Just five minutes ago I found out how ArrayList works. It has elementData field which is array with specific type, if we add element and elementData array is full, collection internally create another array by this formula:

(oldCapacity * 3) / 2 + 1

And copy data from old array to new one. I`m just wondering, why is that? why not just double last size? where can i get more theoretical information about internal representation of ArrayList collection with describing this formula. P.S. Sorry for my English, its not my native language.

kirugan
  • 2,514
  • 2
  • 22
  • 41
  • Doubling would be quite big growing steps. – MrSmith42 Jan 03 '13 at 22:00
  • ok doubling is bad, but why this one ? – kirugan Jan 03 '13 at 22:01
  • grow by about 50% is easy to calculate and I do not see why any other formular would be better. – MrSmith42 Jan 03 '13 at 22:03
  • I think it would be better if size is increased by 1 after each insertion like a linked list :D – aacanakin Jan 03 '13 at 22:03
  • Growing is expensive (slow) so you want to avoid it to happen often. – MrSmith42 Jan 03 '13 at 22:04
  • 1
    @aacanakin: With that approach, the cost of each insertion would be proportional to the size of the list; so, for example, starting with an empty list and inserting *n* elements would cost O(*n* ²). This would defeat much of the purpose of having array-backed lists to begin with. – ruakh Jan 03 '13 at 22:14
  • @ruakh: It would indeed. It would also be in direct violation of the `ArrayList` spec. – NPE Jan 03 '13 at 22:17
  • 1
    @aacanakin The idea is to strike a reasonable compromise between wasted memory, and the number of times you have to copy each list. Clearly, copying the list on every insertion to avoid overhead is not a compromise. – millimoose Jan 03 '13 at 22:17
  • @ruakh yeah you're right. But I only looked this problem from a memory-friendly perspective – aacanakin Jan 03 '13 at 22:19
  • 1
    @aacanakin An array-backed list with a growth factor smaller than 2 will still win over a linked list. That's "memory friendly enough". (Or to be more exact, an array-backed list that's filled to at least half capacity, which should be the common case.) – millimoose Jan 03 '13 at 22:27

2 Answers2

2

Actually, the growth policy is unspecified, except that it guarantees that adding an element has a constant amortized cost.

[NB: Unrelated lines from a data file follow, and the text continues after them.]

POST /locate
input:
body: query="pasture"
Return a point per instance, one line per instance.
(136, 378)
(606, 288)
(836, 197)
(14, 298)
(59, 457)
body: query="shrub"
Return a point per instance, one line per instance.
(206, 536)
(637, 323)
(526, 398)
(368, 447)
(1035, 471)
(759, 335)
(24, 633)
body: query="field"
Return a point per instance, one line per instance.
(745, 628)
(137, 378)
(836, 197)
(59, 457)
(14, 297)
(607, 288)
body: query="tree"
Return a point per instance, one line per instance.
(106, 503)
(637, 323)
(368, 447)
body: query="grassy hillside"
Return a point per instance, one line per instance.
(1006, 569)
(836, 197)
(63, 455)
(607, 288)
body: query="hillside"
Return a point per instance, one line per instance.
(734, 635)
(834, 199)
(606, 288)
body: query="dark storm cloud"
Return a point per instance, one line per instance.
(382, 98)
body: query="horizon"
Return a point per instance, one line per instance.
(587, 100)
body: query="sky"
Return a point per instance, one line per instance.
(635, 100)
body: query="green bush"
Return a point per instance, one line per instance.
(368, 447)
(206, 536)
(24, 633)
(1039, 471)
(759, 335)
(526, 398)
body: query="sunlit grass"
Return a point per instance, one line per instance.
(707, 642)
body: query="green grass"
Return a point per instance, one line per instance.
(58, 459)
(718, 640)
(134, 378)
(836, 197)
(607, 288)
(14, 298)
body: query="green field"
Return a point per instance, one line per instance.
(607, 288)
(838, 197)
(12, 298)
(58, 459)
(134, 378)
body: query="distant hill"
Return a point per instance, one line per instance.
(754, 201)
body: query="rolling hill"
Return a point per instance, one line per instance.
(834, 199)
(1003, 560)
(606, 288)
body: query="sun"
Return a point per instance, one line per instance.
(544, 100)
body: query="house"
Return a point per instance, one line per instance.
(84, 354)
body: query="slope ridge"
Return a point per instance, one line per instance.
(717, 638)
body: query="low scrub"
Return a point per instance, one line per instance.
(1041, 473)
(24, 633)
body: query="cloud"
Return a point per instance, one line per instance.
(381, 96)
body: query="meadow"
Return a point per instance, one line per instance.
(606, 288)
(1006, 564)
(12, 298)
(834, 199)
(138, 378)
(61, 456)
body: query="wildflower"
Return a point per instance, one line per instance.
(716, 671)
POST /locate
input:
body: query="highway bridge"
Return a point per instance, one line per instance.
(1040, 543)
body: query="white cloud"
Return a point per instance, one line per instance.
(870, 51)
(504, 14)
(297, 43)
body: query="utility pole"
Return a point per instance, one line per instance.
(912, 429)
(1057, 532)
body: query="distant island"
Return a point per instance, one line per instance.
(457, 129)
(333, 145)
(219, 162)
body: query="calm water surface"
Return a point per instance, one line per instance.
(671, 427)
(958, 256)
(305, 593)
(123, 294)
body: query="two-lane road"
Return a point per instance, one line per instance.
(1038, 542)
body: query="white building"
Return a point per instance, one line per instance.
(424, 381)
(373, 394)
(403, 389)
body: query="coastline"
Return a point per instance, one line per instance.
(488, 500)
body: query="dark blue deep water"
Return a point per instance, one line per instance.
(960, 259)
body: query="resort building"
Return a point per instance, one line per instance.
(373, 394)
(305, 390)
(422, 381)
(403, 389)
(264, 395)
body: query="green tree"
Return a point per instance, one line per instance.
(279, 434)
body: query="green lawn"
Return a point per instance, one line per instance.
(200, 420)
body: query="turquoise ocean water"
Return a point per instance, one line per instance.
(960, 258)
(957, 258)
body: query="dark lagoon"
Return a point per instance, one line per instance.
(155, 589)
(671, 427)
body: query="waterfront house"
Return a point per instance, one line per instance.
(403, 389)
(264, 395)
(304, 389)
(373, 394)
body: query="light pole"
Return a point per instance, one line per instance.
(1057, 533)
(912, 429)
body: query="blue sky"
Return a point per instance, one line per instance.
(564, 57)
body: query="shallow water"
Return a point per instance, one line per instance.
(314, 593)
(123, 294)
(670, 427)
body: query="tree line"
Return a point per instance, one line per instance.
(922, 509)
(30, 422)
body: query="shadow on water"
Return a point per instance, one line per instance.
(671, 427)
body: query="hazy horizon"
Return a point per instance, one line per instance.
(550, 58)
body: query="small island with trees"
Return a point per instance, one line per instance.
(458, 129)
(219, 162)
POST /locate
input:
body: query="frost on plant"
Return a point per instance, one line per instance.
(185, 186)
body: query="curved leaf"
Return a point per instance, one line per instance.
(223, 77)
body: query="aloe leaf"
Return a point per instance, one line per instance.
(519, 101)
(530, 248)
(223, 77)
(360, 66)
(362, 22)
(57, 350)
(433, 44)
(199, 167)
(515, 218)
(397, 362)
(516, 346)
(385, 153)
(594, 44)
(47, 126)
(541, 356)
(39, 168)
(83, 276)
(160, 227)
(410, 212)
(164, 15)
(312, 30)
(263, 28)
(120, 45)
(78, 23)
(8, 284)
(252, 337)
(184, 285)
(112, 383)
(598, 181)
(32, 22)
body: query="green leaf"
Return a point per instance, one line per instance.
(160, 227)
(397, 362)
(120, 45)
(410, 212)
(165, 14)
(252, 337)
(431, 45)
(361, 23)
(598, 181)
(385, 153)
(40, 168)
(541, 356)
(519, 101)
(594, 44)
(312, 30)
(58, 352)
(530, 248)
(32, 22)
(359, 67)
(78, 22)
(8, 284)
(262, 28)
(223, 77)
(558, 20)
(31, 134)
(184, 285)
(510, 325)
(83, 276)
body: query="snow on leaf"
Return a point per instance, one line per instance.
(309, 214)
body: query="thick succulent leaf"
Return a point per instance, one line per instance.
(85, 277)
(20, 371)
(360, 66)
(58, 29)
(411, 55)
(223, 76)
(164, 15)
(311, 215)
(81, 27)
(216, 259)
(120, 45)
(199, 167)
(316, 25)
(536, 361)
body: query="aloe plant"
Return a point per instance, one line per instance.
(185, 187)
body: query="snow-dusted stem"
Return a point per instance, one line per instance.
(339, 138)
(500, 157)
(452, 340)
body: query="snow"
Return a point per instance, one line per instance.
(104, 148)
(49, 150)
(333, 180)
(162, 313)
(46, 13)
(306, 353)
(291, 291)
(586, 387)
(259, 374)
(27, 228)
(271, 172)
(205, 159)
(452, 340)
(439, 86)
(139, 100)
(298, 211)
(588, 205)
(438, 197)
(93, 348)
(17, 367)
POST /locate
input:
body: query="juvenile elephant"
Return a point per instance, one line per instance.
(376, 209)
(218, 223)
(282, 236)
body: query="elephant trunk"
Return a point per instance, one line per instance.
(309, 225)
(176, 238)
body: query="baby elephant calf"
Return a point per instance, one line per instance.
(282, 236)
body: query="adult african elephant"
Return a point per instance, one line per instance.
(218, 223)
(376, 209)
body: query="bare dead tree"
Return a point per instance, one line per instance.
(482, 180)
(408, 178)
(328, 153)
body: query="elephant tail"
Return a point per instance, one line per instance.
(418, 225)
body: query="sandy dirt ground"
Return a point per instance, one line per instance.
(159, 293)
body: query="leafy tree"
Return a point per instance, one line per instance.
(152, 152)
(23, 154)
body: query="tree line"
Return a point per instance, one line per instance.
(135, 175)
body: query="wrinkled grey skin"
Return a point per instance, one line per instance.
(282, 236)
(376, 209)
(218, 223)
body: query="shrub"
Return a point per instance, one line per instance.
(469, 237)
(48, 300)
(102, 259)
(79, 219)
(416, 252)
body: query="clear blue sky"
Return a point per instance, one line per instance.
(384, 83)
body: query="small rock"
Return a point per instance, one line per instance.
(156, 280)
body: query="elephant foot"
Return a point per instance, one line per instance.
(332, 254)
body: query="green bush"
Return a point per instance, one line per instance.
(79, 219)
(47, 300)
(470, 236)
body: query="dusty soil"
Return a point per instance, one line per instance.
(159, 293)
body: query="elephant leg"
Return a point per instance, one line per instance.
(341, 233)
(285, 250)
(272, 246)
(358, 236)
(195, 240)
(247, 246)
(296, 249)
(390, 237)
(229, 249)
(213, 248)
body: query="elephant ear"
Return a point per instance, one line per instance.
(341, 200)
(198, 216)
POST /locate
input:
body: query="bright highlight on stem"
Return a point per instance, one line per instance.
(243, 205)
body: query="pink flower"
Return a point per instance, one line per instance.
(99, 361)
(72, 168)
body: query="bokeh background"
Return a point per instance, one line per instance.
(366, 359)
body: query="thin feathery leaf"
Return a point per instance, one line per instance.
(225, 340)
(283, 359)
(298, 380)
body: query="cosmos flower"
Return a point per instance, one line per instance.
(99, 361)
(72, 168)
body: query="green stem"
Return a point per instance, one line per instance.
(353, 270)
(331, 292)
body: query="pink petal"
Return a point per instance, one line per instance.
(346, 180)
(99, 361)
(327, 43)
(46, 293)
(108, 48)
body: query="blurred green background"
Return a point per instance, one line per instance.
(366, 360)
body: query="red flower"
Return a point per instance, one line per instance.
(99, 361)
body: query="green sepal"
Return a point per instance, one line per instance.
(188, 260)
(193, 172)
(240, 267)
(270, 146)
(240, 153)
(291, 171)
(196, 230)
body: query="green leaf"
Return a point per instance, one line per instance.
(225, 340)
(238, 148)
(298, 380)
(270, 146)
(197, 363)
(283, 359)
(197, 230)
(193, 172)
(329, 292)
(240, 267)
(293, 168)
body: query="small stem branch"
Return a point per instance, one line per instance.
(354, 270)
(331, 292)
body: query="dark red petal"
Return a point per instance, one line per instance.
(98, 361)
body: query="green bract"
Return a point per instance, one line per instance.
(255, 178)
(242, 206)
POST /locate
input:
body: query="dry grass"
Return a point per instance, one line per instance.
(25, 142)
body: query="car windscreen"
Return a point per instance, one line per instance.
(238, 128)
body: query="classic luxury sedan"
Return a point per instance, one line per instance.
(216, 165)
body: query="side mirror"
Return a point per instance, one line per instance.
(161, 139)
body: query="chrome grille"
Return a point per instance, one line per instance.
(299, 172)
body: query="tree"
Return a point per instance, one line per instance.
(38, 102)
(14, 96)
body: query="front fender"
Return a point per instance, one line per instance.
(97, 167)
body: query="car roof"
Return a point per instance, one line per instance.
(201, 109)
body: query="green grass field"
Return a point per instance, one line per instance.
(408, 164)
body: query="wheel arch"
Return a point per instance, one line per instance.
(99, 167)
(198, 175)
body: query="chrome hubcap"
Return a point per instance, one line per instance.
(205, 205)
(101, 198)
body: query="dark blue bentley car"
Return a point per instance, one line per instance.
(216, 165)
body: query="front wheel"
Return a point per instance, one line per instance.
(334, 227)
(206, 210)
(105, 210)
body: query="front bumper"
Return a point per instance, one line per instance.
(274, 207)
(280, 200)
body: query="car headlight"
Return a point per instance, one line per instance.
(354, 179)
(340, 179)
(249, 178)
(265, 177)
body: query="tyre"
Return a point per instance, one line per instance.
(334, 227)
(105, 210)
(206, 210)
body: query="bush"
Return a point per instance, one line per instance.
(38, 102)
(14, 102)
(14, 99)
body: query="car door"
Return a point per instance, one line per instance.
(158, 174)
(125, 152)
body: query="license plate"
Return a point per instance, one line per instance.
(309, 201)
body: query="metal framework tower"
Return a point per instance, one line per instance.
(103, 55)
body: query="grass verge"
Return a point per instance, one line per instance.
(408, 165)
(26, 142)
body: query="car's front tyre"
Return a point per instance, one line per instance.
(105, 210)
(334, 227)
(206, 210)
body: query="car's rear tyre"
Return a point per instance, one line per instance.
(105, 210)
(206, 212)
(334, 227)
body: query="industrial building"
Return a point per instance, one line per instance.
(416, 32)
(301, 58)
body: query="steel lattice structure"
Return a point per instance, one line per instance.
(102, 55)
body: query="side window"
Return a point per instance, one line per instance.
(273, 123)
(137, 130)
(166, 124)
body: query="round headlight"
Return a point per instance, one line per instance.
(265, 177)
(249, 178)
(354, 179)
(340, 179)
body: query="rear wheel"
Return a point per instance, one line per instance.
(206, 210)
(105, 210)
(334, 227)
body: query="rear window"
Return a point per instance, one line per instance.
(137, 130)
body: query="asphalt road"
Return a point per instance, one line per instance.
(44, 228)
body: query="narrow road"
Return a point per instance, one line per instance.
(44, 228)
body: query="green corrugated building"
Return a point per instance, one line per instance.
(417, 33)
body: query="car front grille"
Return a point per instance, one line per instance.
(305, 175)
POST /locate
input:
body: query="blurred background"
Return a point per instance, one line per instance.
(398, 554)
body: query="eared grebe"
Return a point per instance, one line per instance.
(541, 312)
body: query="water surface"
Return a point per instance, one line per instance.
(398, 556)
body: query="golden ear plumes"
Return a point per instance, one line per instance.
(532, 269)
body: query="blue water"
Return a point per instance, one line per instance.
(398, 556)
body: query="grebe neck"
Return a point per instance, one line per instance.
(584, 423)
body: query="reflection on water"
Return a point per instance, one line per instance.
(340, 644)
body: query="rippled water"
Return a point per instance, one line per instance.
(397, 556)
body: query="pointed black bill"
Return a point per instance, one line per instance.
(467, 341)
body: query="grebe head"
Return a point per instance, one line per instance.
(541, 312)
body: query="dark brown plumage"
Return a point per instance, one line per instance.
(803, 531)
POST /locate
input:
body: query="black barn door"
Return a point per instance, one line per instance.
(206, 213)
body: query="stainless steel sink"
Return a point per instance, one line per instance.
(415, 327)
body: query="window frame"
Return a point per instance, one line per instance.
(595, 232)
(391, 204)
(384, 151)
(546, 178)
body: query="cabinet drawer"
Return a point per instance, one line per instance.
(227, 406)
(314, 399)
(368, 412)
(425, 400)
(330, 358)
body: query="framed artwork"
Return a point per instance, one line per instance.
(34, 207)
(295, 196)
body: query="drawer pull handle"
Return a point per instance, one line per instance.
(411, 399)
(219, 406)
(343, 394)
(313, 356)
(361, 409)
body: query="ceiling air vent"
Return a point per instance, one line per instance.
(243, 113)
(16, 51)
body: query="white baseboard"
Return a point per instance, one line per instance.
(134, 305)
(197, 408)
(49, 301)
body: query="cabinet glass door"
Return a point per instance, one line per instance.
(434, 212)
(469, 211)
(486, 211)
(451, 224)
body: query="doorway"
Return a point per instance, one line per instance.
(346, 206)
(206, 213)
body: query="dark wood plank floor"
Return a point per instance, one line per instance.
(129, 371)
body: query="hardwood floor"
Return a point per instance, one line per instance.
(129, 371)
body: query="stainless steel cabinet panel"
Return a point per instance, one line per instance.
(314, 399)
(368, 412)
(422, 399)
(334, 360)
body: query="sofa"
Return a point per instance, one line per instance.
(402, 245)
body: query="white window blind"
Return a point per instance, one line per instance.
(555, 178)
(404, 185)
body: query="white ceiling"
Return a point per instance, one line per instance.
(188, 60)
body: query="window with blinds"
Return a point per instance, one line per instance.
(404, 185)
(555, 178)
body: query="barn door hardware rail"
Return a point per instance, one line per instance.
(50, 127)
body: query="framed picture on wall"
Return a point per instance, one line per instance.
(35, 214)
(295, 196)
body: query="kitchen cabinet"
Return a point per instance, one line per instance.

Both the scheme that you propose and the scheme used by your JDK offer such a guarantee. In fact, any multiplicative growth scheme would be compliant. Other languages/libraries increase the size by a factor of two, so that too is a common scheme. A different Java implementation could choose to follow that scheme, and still comply with the spec.

See the discussion in Amortized analysis of std::vector insertion -- it's about C++ but applies equally well to Java.

Community
  • 1
  • 1
NPE
  • 486,780
  • 108
  • 951
  • 1,012
0

There is likely no objective measure. We can avoid copying by wasting more memory, or we can save memory by copying more often. These 2 cannot be objectively measured in one goal function.

irreputable
  • 44,725
  • 9
  • 65
  • 93